# Las Vegas vs Deterministic in one-way communication complexity

I recently learned about the one-way 2-party model of communication complexity in some lecture notes. It seems that all algorithms studied in this model are either deterministic or randomized Monte Carlo, i.e., they fail with some nonzero error probability. This made me wonder if there is an obvious reason why we don't consider Las Vegas (i.e. 0-error) algorithms in the one-way setting:

1. Does a lower bound $$\Omega(c)$$ bits for deterministic algorithms imply that $$\Omega(c)$$ bits are necessary (in expectation) even for Las Vegas algorithms, in the public coin one-way 2-party model of communication complexity?

It looks like this statement should be true (I'm not sure if it is!), simply because compressing the message size inevitably introduces some amount of error and since we are in the one-way model there is no way for Alice to rectify a (rare) bad event, e.g., by Bob asking Alice to send more bits.

1. In case the answer to question 1 is "No": What would be an example of a Boolean function where the one-way deterministic communication complexity is asymptotically worse than the Las Vegas communication complexity?

First, let's describe the one-way model of communication, for computing a function $$f$$ on Alice's input $$x$$ and Bob's input $$y$$:

• Alice sends Bob a string $$s$$ depending on $$x$$.
• Bob broadcasts the value of $$f(x,y)$$.

Alice could be a probabilistic algorithm, and in that case, Bob might sometimes output the wrong answer. To make the task nontrivial, for each $$x$$, Bob should output the correct answer with probability $$2/3$$. The cost of the protocol is the maximum length of $$s$$, over all possible $$x$$ and coin tosses.

There are actually two different variants of this model. The model just described has private coins: Bob only gets to see the string $$s$$. Another variant has public coins: the string that Alice sends is a function of both $$s$$ and some randomness $$r$$ not depending on $$x$$, and Bob gets to see both Alice's message $$s$$ and the randomness $$r$$ used to generate it.

(There's actually one more nicety: is the string $$s$$ self-delimiting or not? We can convert a protocol of cost $$C$$ to a self-delimiting protocol of cost $$C + O(\log C)$$, so the difference is not significant.)

How would a Las Vegas algorithm look like? Bob should now always output the correct answer, and the cost of the protocol is the maximum, over $$x$$, of the average length of $$s$$.

Consider first the private coin model. Suppose that cost of such a protocol is $$C$$. This means that for every input $$x$$, there is a string $$s$$ of length at most $$C$$ which causes Bob to output $$f(x,y)$$ correctly.

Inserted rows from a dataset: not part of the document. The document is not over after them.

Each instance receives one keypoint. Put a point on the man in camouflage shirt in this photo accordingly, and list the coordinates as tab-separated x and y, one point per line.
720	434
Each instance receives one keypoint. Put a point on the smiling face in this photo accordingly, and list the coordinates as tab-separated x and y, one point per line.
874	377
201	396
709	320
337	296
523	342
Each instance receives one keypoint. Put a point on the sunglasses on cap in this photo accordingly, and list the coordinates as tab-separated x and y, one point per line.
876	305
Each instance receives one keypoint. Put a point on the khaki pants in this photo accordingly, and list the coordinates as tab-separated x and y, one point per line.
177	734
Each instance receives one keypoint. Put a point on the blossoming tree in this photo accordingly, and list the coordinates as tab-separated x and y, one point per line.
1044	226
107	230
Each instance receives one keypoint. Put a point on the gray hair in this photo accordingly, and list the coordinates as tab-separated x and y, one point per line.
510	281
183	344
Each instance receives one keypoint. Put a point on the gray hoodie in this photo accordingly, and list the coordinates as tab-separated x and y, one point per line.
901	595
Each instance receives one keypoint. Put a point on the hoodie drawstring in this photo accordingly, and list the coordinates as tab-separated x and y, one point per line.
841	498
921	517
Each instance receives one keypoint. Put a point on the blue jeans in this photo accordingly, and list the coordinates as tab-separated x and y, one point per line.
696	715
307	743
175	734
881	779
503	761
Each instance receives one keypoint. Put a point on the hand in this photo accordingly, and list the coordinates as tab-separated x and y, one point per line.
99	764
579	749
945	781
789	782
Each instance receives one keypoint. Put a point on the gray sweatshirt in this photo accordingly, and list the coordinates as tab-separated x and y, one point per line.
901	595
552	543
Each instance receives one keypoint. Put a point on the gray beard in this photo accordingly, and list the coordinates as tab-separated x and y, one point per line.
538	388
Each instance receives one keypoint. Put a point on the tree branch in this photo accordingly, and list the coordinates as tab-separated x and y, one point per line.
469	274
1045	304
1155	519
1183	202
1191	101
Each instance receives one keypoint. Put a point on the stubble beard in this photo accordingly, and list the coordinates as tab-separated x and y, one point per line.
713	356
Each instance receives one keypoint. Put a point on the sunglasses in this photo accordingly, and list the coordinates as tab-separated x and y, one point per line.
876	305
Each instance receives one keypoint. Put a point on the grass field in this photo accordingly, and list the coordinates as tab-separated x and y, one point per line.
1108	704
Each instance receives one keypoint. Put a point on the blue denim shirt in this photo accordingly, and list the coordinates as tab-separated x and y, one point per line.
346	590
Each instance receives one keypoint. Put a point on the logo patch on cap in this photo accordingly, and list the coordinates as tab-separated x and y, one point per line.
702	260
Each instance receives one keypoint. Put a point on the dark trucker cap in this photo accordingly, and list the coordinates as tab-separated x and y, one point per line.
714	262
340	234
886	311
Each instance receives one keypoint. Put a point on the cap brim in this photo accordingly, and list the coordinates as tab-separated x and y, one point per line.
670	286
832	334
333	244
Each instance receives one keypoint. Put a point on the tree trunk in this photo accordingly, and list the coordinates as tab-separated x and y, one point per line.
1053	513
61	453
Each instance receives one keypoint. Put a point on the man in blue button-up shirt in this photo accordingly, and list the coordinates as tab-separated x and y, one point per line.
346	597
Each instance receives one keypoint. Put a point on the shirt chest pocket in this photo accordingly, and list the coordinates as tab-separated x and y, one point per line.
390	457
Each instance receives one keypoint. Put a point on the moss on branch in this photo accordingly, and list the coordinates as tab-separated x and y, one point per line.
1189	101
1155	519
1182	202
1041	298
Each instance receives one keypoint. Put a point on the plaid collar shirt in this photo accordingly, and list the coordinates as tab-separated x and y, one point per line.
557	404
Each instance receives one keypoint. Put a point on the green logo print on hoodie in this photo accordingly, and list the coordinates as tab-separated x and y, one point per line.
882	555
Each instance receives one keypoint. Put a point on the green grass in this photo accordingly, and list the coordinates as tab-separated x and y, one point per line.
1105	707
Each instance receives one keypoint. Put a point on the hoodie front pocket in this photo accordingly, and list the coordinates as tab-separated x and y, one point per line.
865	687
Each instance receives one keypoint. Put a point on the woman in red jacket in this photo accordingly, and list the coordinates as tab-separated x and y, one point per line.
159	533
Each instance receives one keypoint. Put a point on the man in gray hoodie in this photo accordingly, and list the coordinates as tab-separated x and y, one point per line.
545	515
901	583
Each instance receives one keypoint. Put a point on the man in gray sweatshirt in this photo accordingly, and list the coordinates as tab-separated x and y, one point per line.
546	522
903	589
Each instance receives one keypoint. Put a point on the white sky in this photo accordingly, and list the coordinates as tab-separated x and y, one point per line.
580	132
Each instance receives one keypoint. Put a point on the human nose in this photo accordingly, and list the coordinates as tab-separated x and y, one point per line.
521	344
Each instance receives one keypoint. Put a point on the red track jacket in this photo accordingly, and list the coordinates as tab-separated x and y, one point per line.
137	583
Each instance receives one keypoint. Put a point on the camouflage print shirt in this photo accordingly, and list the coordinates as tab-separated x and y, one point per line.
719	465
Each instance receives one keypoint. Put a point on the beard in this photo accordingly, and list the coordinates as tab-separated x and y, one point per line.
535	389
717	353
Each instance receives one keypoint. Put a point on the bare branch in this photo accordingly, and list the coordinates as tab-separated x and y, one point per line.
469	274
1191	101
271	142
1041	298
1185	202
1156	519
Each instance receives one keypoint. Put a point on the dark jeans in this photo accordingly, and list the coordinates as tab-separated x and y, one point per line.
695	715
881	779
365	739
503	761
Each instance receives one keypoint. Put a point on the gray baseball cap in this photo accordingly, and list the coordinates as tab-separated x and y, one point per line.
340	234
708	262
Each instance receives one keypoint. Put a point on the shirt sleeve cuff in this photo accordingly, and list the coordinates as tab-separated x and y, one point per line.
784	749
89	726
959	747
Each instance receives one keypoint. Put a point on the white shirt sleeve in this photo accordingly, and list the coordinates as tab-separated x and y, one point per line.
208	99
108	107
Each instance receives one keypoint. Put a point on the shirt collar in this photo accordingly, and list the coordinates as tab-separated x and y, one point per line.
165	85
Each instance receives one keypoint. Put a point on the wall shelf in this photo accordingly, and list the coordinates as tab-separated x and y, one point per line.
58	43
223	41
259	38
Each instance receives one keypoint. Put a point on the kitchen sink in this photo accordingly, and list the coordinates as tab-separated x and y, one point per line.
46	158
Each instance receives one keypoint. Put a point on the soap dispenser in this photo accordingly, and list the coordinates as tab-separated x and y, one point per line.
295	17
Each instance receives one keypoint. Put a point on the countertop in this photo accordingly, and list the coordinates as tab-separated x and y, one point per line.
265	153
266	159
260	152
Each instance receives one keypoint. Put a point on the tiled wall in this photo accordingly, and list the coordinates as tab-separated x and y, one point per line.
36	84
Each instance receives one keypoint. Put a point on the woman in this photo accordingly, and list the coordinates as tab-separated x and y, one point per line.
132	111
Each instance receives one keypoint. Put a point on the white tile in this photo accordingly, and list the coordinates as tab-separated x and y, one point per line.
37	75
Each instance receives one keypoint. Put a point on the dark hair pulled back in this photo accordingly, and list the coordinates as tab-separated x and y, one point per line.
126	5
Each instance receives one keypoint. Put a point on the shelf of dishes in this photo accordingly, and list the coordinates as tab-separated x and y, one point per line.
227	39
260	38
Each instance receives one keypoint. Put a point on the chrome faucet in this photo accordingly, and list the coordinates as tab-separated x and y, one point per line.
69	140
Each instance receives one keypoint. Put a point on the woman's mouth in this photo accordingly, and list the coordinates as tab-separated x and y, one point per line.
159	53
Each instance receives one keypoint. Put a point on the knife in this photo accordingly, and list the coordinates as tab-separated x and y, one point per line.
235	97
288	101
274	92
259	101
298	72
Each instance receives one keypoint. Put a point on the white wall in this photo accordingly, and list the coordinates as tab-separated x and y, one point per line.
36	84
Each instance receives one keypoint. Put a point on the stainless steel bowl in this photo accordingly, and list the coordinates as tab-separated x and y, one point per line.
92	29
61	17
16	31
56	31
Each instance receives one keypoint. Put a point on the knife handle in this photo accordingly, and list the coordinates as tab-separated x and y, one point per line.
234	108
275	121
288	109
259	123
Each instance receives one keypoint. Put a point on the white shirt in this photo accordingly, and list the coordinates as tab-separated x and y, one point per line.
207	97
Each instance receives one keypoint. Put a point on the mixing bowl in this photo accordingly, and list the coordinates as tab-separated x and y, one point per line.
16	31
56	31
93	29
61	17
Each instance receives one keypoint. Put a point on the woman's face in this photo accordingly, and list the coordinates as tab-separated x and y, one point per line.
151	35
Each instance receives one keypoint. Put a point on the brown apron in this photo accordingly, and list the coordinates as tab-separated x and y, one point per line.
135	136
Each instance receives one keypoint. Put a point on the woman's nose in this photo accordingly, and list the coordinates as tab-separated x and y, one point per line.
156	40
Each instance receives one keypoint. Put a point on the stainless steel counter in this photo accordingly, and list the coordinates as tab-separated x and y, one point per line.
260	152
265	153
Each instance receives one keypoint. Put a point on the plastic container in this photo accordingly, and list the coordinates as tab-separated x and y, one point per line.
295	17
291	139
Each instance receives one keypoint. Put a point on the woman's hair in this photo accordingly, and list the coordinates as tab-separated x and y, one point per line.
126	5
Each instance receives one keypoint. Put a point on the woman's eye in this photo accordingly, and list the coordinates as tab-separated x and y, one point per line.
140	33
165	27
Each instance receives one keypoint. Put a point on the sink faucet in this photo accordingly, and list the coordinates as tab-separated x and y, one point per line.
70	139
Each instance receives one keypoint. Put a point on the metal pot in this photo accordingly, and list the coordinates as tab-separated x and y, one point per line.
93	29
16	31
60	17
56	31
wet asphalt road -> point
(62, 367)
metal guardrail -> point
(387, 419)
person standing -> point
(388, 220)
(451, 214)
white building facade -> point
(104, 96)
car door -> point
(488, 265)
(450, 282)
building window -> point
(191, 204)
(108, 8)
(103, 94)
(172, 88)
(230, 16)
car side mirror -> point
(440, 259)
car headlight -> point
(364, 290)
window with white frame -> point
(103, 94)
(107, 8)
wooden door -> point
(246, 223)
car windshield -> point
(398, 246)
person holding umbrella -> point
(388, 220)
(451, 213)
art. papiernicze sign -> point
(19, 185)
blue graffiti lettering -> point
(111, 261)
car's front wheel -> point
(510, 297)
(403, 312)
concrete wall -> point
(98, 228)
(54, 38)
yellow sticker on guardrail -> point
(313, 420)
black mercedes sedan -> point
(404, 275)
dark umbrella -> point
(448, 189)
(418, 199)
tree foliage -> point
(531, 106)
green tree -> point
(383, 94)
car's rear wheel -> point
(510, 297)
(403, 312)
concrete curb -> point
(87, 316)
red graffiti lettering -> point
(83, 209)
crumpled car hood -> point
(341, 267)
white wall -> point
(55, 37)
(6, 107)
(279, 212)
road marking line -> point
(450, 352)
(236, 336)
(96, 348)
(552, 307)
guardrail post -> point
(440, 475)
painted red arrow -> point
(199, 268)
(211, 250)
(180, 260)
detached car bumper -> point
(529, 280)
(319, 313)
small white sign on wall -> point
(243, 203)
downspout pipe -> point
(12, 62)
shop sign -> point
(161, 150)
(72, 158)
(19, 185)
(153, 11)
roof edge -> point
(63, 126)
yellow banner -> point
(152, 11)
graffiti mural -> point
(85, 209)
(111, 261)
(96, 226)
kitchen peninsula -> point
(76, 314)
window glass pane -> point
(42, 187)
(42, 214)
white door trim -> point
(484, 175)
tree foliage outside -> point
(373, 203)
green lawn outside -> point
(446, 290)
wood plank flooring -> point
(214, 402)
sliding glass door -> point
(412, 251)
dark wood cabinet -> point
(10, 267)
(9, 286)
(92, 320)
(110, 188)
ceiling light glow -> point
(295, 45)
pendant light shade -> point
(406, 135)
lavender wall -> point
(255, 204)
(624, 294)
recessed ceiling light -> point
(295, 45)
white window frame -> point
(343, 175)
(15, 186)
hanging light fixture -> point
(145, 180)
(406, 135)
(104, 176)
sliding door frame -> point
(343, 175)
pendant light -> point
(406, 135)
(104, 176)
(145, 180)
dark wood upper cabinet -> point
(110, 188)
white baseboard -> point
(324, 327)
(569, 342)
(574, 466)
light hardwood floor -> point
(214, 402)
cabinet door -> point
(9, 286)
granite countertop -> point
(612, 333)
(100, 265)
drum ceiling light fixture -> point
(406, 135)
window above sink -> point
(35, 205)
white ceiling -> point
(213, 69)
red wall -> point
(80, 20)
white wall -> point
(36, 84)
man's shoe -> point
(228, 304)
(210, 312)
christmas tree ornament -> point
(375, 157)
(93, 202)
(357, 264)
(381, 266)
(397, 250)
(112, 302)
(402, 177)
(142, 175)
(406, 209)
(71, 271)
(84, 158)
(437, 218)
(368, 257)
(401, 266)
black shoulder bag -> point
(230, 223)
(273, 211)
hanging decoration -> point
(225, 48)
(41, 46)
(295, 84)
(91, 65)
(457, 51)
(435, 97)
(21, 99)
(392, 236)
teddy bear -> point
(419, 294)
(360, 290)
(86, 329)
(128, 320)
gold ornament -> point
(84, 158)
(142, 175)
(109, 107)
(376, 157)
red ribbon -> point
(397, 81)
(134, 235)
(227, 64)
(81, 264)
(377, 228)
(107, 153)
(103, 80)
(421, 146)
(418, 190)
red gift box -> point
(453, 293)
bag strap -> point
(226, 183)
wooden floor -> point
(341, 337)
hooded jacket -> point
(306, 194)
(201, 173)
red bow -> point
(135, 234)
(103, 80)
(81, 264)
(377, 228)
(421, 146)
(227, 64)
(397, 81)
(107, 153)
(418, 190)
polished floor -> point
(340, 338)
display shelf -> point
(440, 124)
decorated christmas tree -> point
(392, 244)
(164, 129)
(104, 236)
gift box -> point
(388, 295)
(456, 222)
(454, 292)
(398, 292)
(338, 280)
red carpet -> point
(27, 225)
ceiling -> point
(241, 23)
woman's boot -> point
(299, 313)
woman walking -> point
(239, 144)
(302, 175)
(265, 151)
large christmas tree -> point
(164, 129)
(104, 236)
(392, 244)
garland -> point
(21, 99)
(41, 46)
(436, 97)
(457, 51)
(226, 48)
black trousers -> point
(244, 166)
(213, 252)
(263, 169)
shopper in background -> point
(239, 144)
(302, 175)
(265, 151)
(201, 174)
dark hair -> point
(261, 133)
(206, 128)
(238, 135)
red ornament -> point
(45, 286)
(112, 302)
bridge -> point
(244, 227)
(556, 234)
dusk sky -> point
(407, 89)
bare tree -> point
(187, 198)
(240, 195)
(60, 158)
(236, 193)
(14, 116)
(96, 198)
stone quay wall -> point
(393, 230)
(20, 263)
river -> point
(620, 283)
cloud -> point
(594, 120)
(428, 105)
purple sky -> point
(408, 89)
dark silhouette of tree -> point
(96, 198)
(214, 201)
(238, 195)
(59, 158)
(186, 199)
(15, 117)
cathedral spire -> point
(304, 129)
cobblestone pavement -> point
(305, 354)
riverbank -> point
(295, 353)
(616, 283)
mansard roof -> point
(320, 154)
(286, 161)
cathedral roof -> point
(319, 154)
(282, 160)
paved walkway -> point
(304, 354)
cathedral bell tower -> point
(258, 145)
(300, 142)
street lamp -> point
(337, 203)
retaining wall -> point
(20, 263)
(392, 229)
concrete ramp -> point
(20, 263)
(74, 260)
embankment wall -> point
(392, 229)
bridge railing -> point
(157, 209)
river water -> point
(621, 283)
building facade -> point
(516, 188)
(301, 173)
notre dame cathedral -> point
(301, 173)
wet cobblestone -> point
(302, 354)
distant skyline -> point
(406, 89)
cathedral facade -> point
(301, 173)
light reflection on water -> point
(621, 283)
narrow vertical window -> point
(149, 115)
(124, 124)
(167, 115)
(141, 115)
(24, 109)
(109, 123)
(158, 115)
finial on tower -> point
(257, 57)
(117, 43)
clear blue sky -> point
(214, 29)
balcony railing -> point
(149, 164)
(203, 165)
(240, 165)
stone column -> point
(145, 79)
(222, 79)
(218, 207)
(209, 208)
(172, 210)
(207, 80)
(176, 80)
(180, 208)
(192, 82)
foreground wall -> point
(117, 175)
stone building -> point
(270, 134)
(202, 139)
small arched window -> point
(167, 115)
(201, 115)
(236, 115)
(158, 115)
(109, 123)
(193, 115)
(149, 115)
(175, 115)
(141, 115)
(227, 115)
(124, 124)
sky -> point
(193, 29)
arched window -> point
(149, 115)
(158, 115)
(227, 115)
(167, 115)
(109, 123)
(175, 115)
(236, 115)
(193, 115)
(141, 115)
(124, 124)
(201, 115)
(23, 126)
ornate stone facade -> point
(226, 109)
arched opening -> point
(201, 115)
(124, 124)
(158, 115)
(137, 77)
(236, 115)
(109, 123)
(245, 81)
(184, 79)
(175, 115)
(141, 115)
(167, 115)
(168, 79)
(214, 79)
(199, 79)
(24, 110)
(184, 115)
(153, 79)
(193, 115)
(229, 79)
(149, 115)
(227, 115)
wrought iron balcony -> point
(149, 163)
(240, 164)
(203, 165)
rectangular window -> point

Hence we can convert this protocol to a deterministic protocol with the same cost.

Newman's theorem shows that we can convert a protocol in the public coin model to one in the private coin model at an additive cost of $$O(\log n)$$, thereby converting a public coin protocol of cost $$C$$ to a deterministic protocol of cost $$C + O(\log n)$$.

In the presence of interaction, Las Vegas protocols become nontrivial, since Bob can single to Alice that she should "try again". Since no such feedback mechanism is available in the one-way model, Las Vegas algorithms don't really make sense in that model.